Bach, Corelli, Hotteterre & Vitali: Programme Premiere at Sevilla’s Alcázar

Next Friday, August 16, I’ll premiere a new programme consisting of written music1 with lutenist Miguel Rincón at Noches en los Jardines del Real Alcázar, Sevilla —an event I’m really looking forward to, due both to the music’s great quality and the tremendous difficulty of the pieces. Besides, playing with Miguel is a pleasure and a privilege (his continuo version of Bach’s E minor sonata BWV 1034 for solo theorbo is worth attending the concert just by itself.)

Vicente Parrilla & Miguel Rincón

Instrumental Baroque Music, Fred Morgan & Ernst Meyer

Believe it or not, this is the first time ever in my 20-years long professional career that I’ve deliberately chosen to perform a programme of 18th century music.2 But neither a lack of familiarity nor interest in this repertory should be inferred from this fact (I’ve been performing baroque music since I started playing the recorder): the main reason, I suspect, has to do with the quality of currently available baroque recorders.

I’ve always appreciated modern reconstructions of Renaissance flutes way more than Baroque ones, a fact that has recently changed (almost to the point of enjoying them as much as the earlier flutes) since I had the chance3 to finally get top quality baroque instruments: both the state-of-the-art recorders Swiss luthier Ernst Meyer has been making in the last years, and the extraordinary, unearthly recorders by Australian maker Fred Morgan (1940-1999),4 exclusively owned today by the lucky professional players who could get them in the past decades, during Fred’s life — finally, great instruments for a great repertory.

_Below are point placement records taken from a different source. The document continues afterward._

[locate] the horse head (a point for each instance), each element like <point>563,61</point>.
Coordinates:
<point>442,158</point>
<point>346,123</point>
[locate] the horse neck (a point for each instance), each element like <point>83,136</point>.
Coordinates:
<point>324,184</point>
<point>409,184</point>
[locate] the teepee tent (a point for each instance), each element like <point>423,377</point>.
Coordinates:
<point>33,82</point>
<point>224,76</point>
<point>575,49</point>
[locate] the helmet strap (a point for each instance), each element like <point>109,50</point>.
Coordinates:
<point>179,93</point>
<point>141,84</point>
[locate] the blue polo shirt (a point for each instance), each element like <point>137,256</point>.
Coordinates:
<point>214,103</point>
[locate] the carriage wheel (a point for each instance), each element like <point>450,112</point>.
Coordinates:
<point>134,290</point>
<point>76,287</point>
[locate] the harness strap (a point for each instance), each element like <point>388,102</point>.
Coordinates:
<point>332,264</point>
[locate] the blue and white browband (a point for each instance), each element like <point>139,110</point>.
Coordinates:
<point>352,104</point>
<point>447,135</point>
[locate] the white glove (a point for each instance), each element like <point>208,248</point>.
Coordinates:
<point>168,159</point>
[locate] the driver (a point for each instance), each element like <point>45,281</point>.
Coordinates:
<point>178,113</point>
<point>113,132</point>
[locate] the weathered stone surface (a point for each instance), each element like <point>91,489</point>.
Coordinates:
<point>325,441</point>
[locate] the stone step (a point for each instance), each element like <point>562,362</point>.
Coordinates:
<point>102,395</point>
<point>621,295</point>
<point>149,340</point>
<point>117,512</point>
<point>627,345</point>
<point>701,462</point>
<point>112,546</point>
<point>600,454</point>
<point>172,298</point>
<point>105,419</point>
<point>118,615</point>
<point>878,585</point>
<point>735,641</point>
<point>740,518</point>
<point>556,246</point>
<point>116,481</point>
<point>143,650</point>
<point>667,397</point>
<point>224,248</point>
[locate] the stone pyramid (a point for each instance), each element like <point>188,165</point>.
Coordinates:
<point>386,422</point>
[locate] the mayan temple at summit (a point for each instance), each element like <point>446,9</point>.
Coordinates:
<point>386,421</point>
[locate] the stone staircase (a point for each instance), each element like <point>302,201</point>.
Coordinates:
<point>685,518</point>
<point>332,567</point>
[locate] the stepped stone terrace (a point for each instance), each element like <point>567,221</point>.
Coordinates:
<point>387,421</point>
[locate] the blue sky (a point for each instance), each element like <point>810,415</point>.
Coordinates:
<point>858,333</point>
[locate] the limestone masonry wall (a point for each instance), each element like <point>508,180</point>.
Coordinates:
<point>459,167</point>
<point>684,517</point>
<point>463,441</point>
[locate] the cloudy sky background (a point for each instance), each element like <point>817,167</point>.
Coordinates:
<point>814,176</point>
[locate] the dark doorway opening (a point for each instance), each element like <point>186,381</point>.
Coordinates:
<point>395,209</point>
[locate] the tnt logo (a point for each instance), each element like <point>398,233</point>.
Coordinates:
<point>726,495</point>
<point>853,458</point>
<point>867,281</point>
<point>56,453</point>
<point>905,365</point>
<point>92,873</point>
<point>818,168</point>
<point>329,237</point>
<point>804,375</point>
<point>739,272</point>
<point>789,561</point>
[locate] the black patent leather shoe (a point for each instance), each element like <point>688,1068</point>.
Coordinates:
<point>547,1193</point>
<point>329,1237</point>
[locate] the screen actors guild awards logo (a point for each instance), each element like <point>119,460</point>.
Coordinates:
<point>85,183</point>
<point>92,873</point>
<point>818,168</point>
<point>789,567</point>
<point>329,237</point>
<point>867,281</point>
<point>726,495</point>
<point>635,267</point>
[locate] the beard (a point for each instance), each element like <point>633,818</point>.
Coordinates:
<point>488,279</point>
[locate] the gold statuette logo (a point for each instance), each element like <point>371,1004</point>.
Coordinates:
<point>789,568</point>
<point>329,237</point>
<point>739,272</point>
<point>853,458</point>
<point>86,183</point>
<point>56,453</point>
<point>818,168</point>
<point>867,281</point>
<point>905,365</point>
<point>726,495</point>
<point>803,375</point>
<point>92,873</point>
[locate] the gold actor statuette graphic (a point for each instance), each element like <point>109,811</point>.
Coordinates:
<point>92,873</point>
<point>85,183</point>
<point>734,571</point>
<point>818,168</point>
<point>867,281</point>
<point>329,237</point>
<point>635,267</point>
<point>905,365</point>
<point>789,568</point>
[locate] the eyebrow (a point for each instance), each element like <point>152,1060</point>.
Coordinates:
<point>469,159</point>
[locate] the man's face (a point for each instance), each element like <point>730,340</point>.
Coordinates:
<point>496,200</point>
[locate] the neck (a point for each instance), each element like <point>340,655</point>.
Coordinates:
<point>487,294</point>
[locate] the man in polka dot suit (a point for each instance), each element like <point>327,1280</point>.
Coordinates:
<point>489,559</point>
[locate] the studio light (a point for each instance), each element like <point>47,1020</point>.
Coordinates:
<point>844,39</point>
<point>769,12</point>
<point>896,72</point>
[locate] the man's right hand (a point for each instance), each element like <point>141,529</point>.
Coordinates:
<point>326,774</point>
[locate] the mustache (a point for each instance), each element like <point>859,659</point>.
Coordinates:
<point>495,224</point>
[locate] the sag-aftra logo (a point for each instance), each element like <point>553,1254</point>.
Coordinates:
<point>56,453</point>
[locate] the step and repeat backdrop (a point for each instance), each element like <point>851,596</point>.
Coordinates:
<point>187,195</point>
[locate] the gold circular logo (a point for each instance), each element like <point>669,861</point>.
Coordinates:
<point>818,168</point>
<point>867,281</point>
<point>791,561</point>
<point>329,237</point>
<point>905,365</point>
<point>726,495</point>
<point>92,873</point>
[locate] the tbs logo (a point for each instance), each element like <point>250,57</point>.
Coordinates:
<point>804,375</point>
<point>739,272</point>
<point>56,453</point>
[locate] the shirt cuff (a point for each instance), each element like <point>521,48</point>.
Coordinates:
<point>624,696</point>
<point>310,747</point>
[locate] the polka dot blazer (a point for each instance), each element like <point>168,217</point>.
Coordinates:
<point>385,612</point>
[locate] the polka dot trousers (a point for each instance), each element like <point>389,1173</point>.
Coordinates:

Frederick G. Morgan. 1940‑1999

—To Fred, in memoriam


Update: Read Diario de Sevilla’s concert review (in Spanish). See also these related posts: 1 & 2.


  1. Yes, I’ll be reading the music from a music score, on a music stand. Not that it’s an uncommon practice, but since I’ve devoted myself to improvisation during the last years, it’s a bit of a novelty for me… 

  2. More Hispano has only performed 18th c. music once, with a programme commissioned by Caja San Fernando (Bach, Telemann, Vivaldi: A tribute concert to Rodríguez Buzón, 20-6-2000).  

  3. One year ago, to be precise, when I was lucky enough to acquire the Morgan flutes from a colleague who partially changed his professional path. 

  4. Heartfelt thanks to Nikolaj Ronimus for taking care of them.